Wat natuurlijk vaak het geval is met vernieuwers, is dat ze controverse oproepen. Dat was met Van Ostaijen niet anders.

Tijdens zijn leven was Van Ostaijen een erg omstreden figuur. Zijn stem klonk te modern, te uitheems, te gelijkhebberig en, wat zo mogelijk nog het ergste was, te weinig respectvol voor de eigentijdse Vlaamse klassiekers om te lande op gejuich te worden onthaald. Met de hem kenmerkende ironische flair schreef hij enkele maanden voor zijn dood nog aan Du Perron: “Ik sta alweer overeind en zeg: vooruit dan maar, zonder supporters!”. (Uit: Paul van Ostaijen Spiegel van uw eenzaamheid, Een keuze van poëzie van Paul van Ostaijen, ingeleid en samengesteld door Stefaan Evenepoel, 1988, Davidsfonds, Leuven)

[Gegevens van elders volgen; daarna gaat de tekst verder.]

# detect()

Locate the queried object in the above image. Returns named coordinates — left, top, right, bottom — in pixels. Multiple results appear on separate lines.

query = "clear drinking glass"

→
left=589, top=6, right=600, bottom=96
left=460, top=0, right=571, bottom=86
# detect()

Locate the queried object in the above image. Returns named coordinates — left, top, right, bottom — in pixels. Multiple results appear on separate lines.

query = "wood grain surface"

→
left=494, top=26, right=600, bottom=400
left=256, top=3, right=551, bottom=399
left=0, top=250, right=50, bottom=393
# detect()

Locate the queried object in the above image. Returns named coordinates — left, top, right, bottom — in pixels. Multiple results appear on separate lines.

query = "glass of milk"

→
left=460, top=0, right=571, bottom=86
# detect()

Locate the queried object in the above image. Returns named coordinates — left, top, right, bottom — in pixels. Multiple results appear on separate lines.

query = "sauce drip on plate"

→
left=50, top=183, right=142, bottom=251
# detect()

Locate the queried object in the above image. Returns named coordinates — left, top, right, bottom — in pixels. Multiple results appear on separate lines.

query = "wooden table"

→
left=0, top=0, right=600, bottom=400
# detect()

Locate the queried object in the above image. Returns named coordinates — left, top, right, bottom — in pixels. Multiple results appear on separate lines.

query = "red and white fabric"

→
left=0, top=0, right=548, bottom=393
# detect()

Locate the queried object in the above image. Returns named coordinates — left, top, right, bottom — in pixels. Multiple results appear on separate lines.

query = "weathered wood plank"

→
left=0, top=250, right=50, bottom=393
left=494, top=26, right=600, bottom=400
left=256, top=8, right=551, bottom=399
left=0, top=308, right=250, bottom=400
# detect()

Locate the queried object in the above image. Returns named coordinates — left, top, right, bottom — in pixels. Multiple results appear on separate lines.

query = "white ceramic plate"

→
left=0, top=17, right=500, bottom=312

Het is dan ook pas lang na zijn dood, in de jaren 50 dat hij de erkenning kreeg die hij verdiende. Schrijvers als Hugo Claus en Louis Paul Boon ontdekten de kracht van zijn werk. Sindsdien is het tij gekeerd.

Voor de liefhebbers: een stukje theater met Tom Van Bauwel en jazzmuziek van Ben Sluijs: 

‘Meneer 1830’

Maar laten we even terugkeren naar het begin. De jonge Van Ostaijen verlaat al in 1913 de middelbare school. Nu ja, ‘de school’, hij versleet zijn broek op vier verschillende scholen. Zijn studie maakt hij niet af. Maar zijn interesse was gewekt voor de Nederlandse, Franse en Duitse literatuur en voor de schilderkunst.

Op zijn 18e gaat hij als klerk werken op het Antwerpse stadhuis. We zijn dan in 1914, het jaar waarin de Eerste Wereldoorlog begon. Antwerpen was een bezette stad – niet toevallig de titel van een van zijn latere bundels, Bezette Stad uit 1921. De stad is met andere woorden afgesloten van de rest van de wereld. Vertier is er in de cinema’s, de cafés en de music-halls – ook niet toevallig de titel van zijn eerste dichtbundel, Music-Hall uit 1916, en van enkele latere gedichten.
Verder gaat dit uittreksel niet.